Chemically auxin is indoleacetic acid (IAA) which is synthesized from tryptophan. There are a number of synthetic "auxins" too. Auxins promote growth in molar concentrations of 10-3 to 10-8. A primary site of auxin production is the apical shoot meristem. Auxin moves down the stem parenchyma cells by polar transport (auxin becomes negatively charged) using proton pumps, an ATP requiring process.

Auxin Functions

• The most studied function of auxin is promotion of elongation and cell enlargement For cell elongation, proton pumps increase H+ concentration in cell walls which stimulates expansions, proteins that disrupt hydrogen bonds and break cross linkages in cellulose. This facilitates wall expansion when cells take in more water.
• Auxins are involved in tropic responses. Auxins migrate away from a light source, which accounts for the uneven elongation of cells on the shaded side of a plant unevenly exposed to light.
• Auxin stimulates the production of secondary growth by simulating cambium cells to divide and secondary xylem to differentiate.
• Auxin produced in apical buds tends to inhibit the activation of buds lower on the stems. This is known as apical dominance. This effect lessens with distance from the shoot tip. Cytokinins (another group of plant hormones) counter the apical dominance effect of auxins.
• Auxins also:
• Promotes lateral and adventitious root development
• Promotes other hormone production, especially ethylene when auxin concentration increases
• Promotes flower initiation
• Loss of auxin initiates leaf abscission
• Fruit development requires auxin produced by the developing seed. Can get seedless fruits using synthetic auxins

Auxins are toxic in large concentrations. They affect mostly dicots but not monocots, suggesting the effect is on secondary growth activities. Synthetic auxin herbicides include 2-4-D and 2-4-5-T (Agent orange of the Vietnam era contains synthetic auxin)

• Used as defoliants
• Used as weed killers

Cytokinins

Cytokinins are a group of phenyl urea derivatives of adenine, one of the molecules in DNA. The first cytokinin was chemically isolated in 1913 and cytokinins were studied using coconut endosperm for a number of years starting in the 1940's. However cytokinins were not chemically identified until 1963 in corn. That cytokinin was called zeatin.

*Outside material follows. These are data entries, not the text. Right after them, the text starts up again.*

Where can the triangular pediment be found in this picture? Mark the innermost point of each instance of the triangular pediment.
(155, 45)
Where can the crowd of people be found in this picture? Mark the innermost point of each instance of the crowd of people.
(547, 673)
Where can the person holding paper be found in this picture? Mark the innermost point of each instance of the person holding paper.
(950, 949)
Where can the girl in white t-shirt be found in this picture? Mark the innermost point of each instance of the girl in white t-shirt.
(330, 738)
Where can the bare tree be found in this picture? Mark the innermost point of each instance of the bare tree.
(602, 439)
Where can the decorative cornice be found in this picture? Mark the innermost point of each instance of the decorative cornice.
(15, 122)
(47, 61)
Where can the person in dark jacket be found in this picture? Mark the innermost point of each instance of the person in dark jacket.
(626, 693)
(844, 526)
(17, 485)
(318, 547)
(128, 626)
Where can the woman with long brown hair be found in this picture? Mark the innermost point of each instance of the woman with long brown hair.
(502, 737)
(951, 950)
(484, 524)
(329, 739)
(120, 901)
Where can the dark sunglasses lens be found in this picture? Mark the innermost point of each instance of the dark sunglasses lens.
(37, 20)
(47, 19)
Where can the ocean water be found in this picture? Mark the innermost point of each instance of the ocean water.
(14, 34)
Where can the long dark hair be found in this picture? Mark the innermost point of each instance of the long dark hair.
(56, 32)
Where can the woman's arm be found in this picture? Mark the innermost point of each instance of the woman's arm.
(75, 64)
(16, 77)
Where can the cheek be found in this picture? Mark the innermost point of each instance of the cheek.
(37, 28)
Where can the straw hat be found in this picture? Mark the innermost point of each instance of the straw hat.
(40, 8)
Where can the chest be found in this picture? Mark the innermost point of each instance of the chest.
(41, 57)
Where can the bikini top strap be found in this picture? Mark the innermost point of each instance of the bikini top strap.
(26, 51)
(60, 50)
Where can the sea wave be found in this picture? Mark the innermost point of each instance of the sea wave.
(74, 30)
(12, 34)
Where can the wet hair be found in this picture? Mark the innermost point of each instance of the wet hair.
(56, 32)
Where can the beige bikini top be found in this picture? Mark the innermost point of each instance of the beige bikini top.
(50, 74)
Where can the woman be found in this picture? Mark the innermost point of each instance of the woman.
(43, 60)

Biologists have yet to identify the genes that code for the variety of cytokinins found in plants. One hypothesis today is that cytokinins are actually synthesized by symbiotic methylobacteria that live within plant tissues.

Cytokinin Functions

• Cytokinins promote cytokinesis. They are found primarily in root meristems, embryos and fruits, and migrate from roots to the shoot systems of plants in xylem tissue.
• The effects of cytokinins are often studied in tissue culture. Parenchyma cells grown in tissue culture will not divide and differentiate unless cytokinins and auxin are present. The ratio of cytokinins to auxin controls what tissues differentiate in the tissue culture.
• Cytokinins can promote axillary bud growth by over-riding the apparent inhibiting effect of auxin. This is one of the ways in which plants balance root and shoot growth. Shoot tip auxins inhibit lateral bud activation. Cytokinins produced in root meristems travel upward in xylem and if in higher concentration counter the inhibition of auxins to activate lateral buds.
• Removing shoot tip activates lateral shoot development.
• Cytokinins also retard leaf senescence, probably by stimulating RNA and protein synthesis and delaying degradation of chlorophyll.
• Some pathogens that promote tumor formation, called galls in plants take advantage of cytokinin function. The bacteria that form these tumors contain genes for the synthesis of cytokinins so promote rapid undifferentiated cell growth in the infected part of the plant. Agrobacterium tumefaciens, a common vector in plant biotechnology contains such genes.